At its Dash 2019 conference today, Datadog launched a series of DevOps initiatives that significantly expand the use cases for the agent software that drives the company’s monitoring services.
Additions to the Datadog portfolio include Network Performance Monitoring and Real User Monitoring (RUM) services as well as general availability of a previously announced service for monitoring serverless computing frameworks.
In addition, Datadog announced it is adding Tracing without Limits to its application performance monitoring (APM) and distributed tracing service that allows DevOps teams to search all traces without live sampling and store the traces matching bad user experiences for the long-term.
Finally, Datadog is adding support for log rehydration and the ability to generate custom metrics from ingested log data residing within its log management service.
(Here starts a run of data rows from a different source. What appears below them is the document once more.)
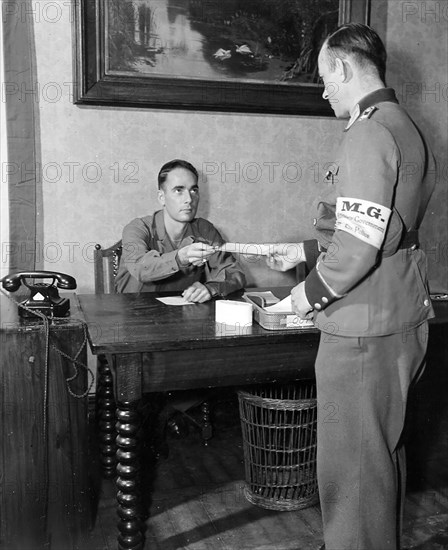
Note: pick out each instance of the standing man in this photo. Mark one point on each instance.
(174, 250)
(367, 291)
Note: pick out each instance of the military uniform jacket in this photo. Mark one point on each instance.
(149, 260)
(368, 276)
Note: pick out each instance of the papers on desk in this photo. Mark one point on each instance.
(175, 301)
(248, 249)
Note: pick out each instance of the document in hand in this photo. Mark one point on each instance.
(249, 249)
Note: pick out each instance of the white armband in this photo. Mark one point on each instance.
(365, 220)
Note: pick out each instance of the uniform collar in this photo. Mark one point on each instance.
(159, 231)
(378, 96)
Ilan Rabinovitch, vice president of product and community for Datadog, said the company continues to invest in expanding the core use cases for which its agent software can be applied. Over time, that approach will enable DevOps teams to rationalize the types of agent software they need to deploy to monitor applications, cybersecurity, infrastructure, networking and user experience, he said.
Rabinovitch noted that interest in extending the reach and scope of Datadog services into the realm of networking is especially high because DevOps teams today have little visibility into how the various software-defined network (SDN) services provided by cloud service providers are impacting their applications.
DevOps teams are also now being asked to present IT metrics in a way that reflects actual end user experiences. The RUM service being provided by Datadog achieves that goal by making it easier to track front-end latency metrics such as time to interactive and time to first byte, in addition to providing a geographic location, the operating system and browser types being employed by the end user.
Rabinovitch noted that as organizations become more dependent on digital business processes, they are moving to instrument every aspect of delivering IT services. For example, APM in the past might have been limited to a handful of mission-critical applications running on-premises. Now, as more digital business applications become distributed across both cloud and on-premises IT environments, the need for visibility across interdependent applications and microservices has become more acute, he said, adding most organizations would prefer to consume monitoring as a service versus having to deploy and maintain that software themselves.
It’s unclear how being able to apply a common base of agent software might accelerate the convergence of job functions within an IT organization. But it does make it easier for cross-functional IT teams to collaborate and troubleshoot IT environments so all members of a team can use a common management platform to identify issues. In many cases, the amount of time saved by eliminating the need to convene a “war room” meeting whenever a new issue is discovered might in and of itself be priceless.